After looking forward to a pick-up in sales during December, the sector’s most important trading month as many consumers go on holiday and splash out on Christmas shopping, sales volumes actually decreased.

Stats SA data has revealed that December was a tough month for retail in the country after sales volumes fell by 1.4% year-on-year. On the upside, though, retailers can be happy that at least November was a good trading month.

“The poor performance of retailers in December came after a much better November, when Black Friday boosted sales to 2.9% year-on-year (volume).

“The Black Friday effect has been growing in strength in recent years, resulting in a partial shift of sales from December to November,” it says.

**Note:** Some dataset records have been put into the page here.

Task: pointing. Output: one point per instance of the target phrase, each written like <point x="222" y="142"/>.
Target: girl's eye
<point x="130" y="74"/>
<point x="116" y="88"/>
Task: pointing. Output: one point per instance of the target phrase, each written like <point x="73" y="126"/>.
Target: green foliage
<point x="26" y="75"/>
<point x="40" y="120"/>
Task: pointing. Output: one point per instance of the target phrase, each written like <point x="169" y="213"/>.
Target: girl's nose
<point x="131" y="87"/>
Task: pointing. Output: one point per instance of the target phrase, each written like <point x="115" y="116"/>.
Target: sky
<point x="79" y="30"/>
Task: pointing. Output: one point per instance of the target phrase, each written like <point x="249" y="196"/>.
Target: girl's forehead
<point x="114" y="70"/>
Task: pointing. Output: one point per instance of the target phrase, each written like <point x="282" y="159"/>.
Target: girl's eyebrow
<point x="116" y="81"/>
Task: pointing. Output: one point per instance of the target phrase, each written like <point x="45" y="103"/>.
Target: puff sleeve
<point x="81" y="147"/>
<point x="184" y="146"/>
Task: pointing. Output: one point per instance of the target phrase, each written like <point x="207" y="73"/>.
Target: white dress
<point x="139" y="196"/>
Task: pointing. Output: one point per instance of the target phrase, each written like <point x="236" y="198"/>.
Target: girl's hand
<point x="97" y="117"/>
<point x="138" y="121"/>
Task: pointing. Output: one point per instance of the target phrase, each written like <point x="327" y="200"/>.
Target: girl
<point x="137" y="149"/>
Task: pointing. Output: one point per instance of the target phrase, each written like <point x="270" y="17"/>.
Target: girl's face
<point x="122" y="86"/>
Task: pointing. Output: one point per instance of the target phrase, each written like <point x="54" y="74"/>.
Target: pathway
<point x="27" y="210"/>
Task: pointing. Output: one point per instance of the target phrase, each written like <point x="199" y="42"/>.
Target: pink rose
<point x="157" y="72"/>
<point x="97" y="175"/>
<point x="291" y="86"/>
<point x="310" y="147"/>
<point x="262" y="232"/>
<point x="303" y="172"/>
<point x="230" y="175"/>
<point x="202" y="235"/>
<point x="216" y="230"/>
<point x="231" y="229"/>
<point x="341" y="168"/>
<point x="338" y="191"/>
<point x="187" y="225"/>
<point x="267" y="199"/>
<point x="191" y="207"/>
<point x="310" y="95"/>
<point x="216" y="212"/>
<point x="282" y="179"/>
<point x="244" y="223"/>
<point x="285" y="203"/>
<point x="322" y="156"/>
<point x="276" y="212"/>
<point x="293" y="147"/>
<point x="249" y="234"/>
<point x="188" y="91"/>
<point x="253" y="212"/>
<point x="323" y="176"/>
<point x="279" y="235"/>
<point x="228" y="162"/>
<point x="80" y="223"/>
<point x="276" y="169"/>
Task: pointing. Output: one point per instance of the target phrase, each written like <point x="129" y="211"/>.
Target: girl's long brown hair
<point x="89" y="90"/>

Retailers can also take heart that during last year as a whole, the volume of retail trade grew 2.1%, compared to the previous year. In drawing these conclusions, Stats SA analysed data from seven types of retailer: l General dealers. l Food, beverages and tobacco in specialised stores. l Pharmaceuticals and medical goods; cosmetics and toiletries. l Textiles, clothing, footwear and leather goods. l Household furniture, appliances and equipment. l Hardware, paint and glass. l All other retailers. It notes, then, the increase last year is owed largely to retailers in household furniture, appliances and equipment, which saw a 10.6% increase, as well as “other” retailers which showed increases of 7.6%. However, the decline in sales during December is due to negative growth rates reported by the other five retailer types, with the biggest contributors being textiles, clothing, footwear and leather goods, with a decline of 2.7% and general dealers with a decrease of 1%. But South African retailers are not alone. In the UK, online retailers suffered their worst Christmas sales growth in almost 20 years, reports the county’s retail association IMRG. Although the growth was still positive at 3.6%, the month-on-month performance slid by 15%. In particular, electrical retailers reported “a very tough month of trading” with a 15.9% decline year-on-year, IMRG says. Furthermore, Bloomberg reports that sales at brick-and-mortar retail stores in the country fell 1.9% in December on a like-for-like basis. The economic downturn and subsequent pressure on South Africa’s retail sector, however, has not deterred the supply of retail outlets, with new shopping centres still poised to come onto the market. Most of these, however, are community and neighbourhood shopping centres which have been performing better than the larger retail formats, states JLL in its latest South African Retail Report. Statistics SA data shows 436 783m² of retail building plans have been passed, which “gives a rough indication of future supply”. But while the trading density growth trend and stable vacancy rates might be a positive sign for the industry, JLL says “it should be noted that we are still operating in a difficult economic environment which poses a challenge for growth going into 2019”. “Interestingly, Sapoa reports there has been an increase in take-up of retail space by health and beauty stores which has positively shifted the tenant mix for shopping centres,” JLL says.